El primo de Sebastián nos abrió la puerta. Era un tipo enorme y por lo que me habían comentado no andaba muy bien de la cabeza, cosa que acompañada de su tic en la mandíbula me preparaba para cualquier nueva impresión. Tras la silueta de aquel guardián de la entrada apareció un individuo de ojos tristes llamado Sebastián, que traía de la cocina un litro de Coca-Cola. Aparentaba tener más edad de la que tenía, seguramente por sus últimos problemas de corazón, y estaba más moreno que un albañil en plena burbuja inmobiliaria. Si aquel hombre era singular, la casa no se quedaba atrás. Mientras me sentaba en un taburete observé que en vez de muebles, nos encontrábamos rodeados de cajas y cajas de bolas de golf y lo único que recordaba a un salón era la televisión y el sofá que ocupaba aquel primo suyo.
El verano pasado Isa y yo fuimos a disfrutar de unos días de vacaciones al piso de Estepona. Acabábamos de llegar cuando sonó el timbre. Sebastián, que sabía que por allí íbamos a estar, me preguntó: “¿A ustedes os gusta el melón fresquito?”. Desarmado, asentí e inmediatamente salió disparado escaleras arriba, al minuto volvió al umbral de la puerta, me entregó medio melón y se fue por no querer molestar más.
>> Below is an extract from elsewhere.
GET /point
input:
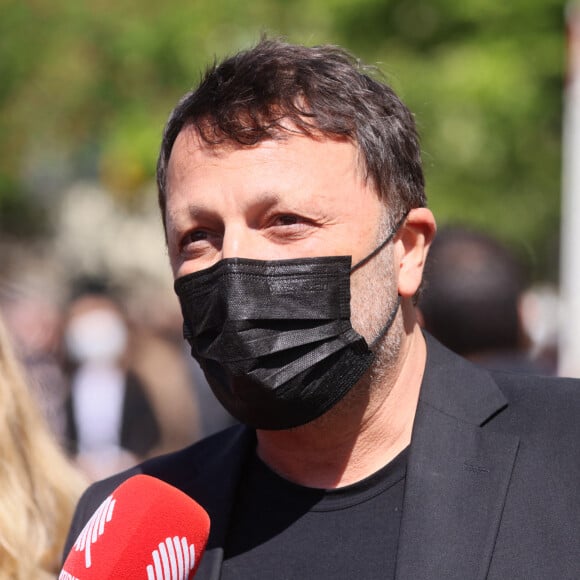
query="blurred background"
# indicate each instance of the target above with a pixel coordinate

Antes de irnos de Estepona y como gesto de agradecimiento, decidí regalarle unas cervezas artesanales. Me puse mi mascarilla, subí al 5º y se las entregué. Le dije que no saliera demasiado y él me comentó con cierto recelo que no tenía ninguna intención. Aquella fue la última vez que lo ví.
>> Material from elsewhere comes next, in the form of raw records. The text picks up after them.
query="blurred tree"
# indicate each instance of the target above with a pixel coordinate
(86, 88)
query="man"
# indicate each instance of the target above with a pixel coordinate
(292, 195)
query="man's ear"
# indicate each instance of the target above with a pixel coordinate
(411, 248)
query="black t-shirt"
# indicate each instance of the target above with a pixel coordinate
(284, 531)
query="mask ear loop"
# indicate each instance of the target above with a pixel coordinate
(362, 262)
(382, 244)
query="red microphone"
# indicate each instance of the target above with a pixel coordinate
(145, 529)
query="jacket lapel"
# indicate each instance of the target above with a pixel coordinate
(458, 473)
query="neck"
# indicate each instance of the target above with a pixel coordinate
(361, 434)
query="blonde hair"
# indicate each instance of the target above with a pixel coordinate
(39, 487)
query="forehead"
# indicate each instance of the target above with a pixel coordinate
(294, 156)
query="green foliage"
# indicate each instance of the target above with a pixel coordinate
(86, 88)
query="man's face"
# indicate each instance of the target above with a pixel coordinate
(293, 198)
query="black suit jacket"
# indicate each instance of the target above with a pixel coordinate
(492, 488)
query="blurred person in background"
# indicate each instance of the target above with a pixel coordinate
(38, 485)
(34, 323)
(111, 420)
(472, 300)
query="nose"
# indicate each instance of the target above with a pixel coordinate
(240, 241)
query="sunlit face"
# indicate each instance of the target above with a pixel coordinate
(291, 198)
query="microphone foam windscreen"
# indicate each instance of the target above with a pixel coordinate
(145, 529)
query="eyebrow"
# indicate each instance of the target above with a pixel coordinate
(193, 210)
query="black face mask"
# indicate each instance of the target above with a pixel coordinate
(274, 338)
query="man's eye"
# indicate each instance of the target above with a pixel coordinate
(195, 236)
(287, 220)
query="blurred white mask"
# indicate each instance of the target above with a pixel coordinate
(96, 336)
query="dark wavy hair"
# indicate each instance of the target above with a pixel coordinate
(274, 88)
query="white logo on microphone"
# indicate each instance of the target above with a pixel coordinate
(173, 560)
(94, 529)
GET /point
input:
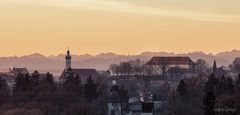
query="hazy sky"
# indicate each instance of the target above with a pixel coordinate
(120, 26)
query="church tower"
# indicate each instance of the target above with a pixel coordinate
(214, 71)
(68, 60)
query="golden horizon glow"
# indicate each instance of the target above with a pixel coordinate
(119, 26)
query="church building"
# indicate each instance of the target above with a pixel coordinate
(82, 73)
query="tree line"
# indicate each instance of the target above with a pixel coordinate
(38, 94)
(139, 67)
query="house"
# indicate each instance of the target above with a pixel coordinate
(16, 71)
(174, 67)
(82, 73)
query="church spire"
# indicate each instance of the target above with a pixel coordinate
(68, 60)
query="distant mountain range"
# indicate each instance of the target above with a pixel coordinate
(55, 64)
Hace una semana telefonearon a Sebastián para preguntar por una importante carta que debían de recibir en el buzón del piso de Estepona, pero éste no respondía a sus llamadas. A los pocos días Josemari e Isabel estaban allí y poco después de dejar las maletas y encender las luces, ella decidió ir a saludarlo para ver cómo estaba. Sus peores sospechas aumentaron cuando al llamar a la puerta nadie respondió. En un valiente impulso por salir de dudas pulsó el timbre de la vecina de Sebastián y fue entonces cuando se enteró de todo.
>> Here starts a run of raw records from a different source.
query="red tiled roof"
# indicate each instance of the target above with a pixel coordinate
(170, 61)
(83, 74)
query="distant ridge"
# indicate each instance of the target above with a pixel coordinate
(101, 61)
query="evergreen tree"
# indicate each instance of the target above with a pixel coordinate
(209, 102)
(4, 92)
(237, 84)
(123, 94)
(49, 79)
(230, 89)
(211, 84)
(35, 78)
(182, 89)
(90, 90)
Aquella mujer le contó que Sebastián estuvo enfermo de coronavirus. Por lo visto, al no encontrarse nada bien y ser un paciente de riesgo dada su edad avanzada y sus patologías relacionadas con el corazón, fue visitado por una ambulancia. Los médicos confirmaron que se trataba de covid-19 no obstante, le comunicaron que lo mejor en su caso era quedarse en casa tranquilo y acompañado de algún familiar en vez de ser trasladado al hospital. Su primo, que en aquel momento estaba a su lado, sería quien tendría que cuidarlo durante la enfermedad. Durante esos días Sebastián no podía hacer nada. Sus necesidades se las hacía en la cama donde comía y pasaba las horas en unas condiciones espantosas mientras que su acompañante, dadas sus limitaciones, se dedicaba a recoger la comida que día y noche le dejaba en la puerta aquella bondadosa vecina. Tras cuatro o cinco días, la situación se volvió tan insostenible que decidieron trasladarlo al hospital, donde poco después falleció.
Estas líneas podrían entenderse como un relato sobre la realidad de los tiempos que estamos viviendo, una crítica a la gestión de una pandemia que nos pone a prueba como sociedad, podría ser una llamada a la precaución, a la tan gastada “responsabilidad individual”, pero me temo que no es así. Es la historia de un hombre que representa una forma de ser que de golpe y porrazo estamos perdiendo. En una época en la que necesitamos más gestos verdaderos y menos publicaciones en redes sociales se nos va la generación de la generosidad, de la cercanía y de las relaciones humanas. Es lo menos que podía hacer por aquel melón fresquito.